Development is expected to take about five years and will use technology already in place on a large one-ton unmanned drone called Cormorant produced by its parent company, Urban Aeronautics. The Cormorant has logged 200 flying hours and can be seen in the video below dating from March 2017.

It uses what UrbanAero calls Fancraft technology with internal rotors. The vehicle will initially be powered by jet fuel, but will be designed from the outset to convert to liquid hydrogen and eventually to compressed hydrogen, once such options become commercially feasible.

“CityHawk is unique in combining a compact, car-sized design that has a four passenger capacity, no exposed rotors or wings, no batteries and potential for zero carbon emissions,” said the company.

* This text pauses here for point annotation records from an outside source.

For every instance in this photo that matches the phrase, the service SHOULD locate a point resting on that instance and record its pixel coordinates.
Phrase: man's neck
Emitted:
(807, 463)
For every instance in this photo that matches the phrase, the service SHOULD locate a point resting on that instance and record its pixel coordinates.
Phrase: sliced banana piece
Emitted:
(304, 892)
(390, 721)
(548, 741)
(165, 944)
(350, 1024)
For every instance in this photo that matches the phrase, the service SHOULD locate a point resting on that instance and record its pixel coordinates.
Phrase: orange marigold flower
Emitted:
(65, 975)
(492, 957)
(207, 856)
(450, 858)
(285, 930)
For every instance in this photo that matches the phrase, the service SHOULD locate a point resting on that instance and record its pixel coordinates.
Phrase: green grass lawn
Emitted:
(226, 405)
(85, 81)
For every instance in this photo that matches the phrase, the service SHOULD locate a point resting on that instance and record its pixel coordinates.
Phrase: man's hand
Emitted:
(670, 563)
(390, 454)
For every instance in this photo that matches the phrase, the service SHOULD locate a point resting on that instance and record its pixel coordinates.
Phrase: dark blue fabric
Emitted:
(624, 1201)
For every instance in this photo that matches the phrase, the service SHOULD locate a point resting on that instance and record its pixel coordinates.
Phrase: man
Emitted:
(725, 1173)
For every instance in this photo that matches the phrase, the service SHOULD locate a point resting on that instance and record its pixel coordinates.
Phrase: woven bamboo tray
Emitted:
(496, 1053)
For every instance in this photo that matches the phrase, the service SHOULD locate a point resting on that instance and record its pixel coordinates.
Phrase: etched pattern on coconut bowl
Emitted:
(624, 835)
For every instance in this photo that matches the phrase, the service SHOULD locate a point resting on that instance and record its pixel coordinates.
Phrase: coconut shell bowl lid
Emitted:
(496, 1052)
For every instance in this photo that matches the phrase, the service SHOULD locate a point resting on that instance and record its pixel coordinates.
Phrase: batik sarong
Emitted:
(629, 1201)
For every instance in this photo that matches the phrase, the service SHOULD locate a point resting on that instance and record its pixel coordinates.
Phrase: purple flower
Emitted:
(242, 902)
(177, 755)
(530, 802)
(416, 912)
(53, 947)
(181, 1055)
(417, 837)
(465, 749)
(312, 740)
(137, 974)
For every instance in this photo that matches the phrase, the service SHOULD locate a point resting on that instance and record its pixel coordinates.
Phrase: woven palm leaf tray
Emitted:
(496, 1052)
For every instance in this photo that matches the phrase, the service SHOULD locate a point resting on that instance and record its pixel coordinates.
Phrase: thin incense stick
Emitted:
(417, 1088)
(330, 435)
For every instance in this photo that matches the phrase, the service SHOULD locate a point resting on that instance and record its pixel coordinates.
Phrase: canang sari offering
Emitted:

“Perhaps most critical is that CityHawk achieves these groundbreaking qualities while meeting all design criteria that are the basis for eventual FAA/EASA certification.  This paves the way for true, unrestricted commercial viability.”

CityHawk flying car

The CityHawk will be quite wide, given four seats abreast.

While CityHawk will initially be piloted by a human pilot, the vehicle’s flight control and flight management systems will be capable of a high degree of autonomy from the outset. The technology is being developed and tested on the Cormorant prototype which already flies fully autonomously.